Rafaela Chivalski disse...

Oi Gerson!!

Fico feliz por você ter gostado do meu blog!

Voltei a postar por causa do curso de Linux Educacional, agora vou ter que escrever muito e fotografar mais ainda...rsrsrsrsrs.

Bjos!!

Unknown disse...

Duas coisas tão diferentes nao deveriam se misturar.... cada um acredita no que quer, e por isso mesmo procura a religião que se encaixa melhor com o seu perfil, ou nem procura religião!!! serão gerados conflitos completamente desnecessáiros.......

Manelim disse...

Pois é, Keila, o problema é quando a religião pensa que pode invadir a escola, um espaço republicano, em uma república laica...

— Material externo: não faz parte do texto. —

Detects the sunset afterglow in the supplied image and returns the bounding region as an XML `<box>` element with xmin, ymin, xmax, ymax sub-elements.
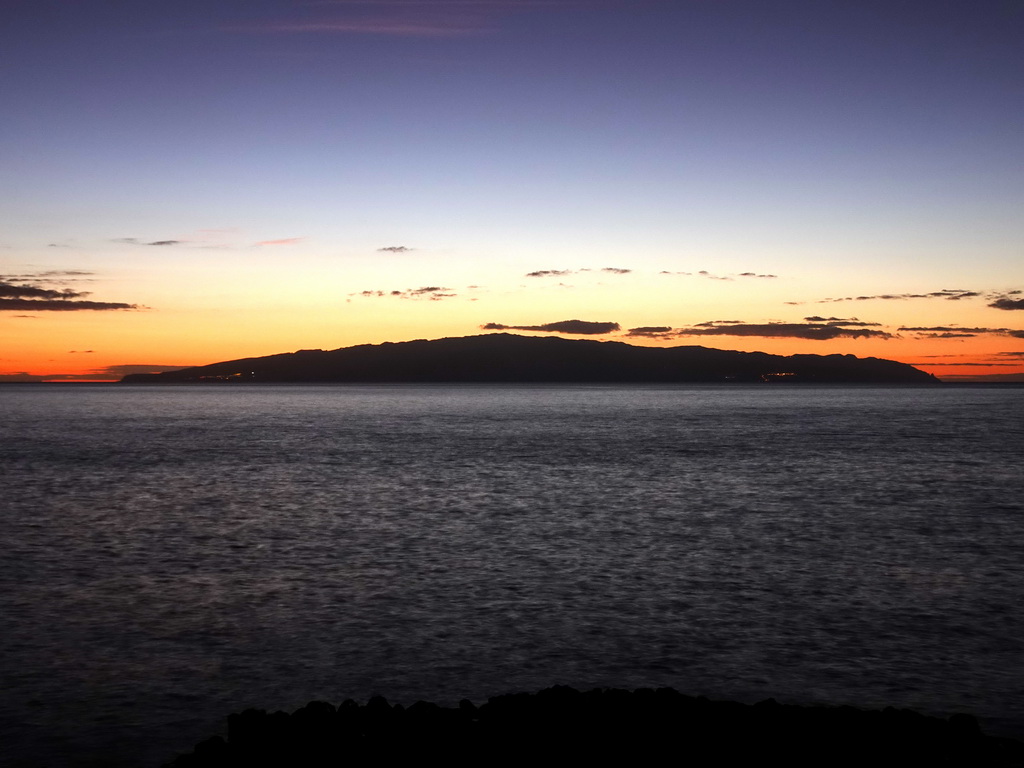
<box><xmin>2</xmin><ymin>1</ymin><xmax>1021</xmax><ymax>381</ymax></box>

Não por outro motivo o chador (aquele véu castrador das muçulmanas) foi proibido nas escolas francesas. Cadê a liberdade das francesas muçulmanas? A liberdade esbarrou numa tentativa de invasão do espaço público pelas práticas e pela imposição religiosa. A República Francesa reagiu. Com todo o direito... Aqui, como alhures, tentam maquiar o obscurantismo com um verniz filosófico (se tanto).

Falando a verdade: não dá para fingir que é normal um adulto acreditar que o mundo tem seis mil anos... Nesse caso, o mundo é mais jovem que qualquer cachorro vira-lata... Francamente!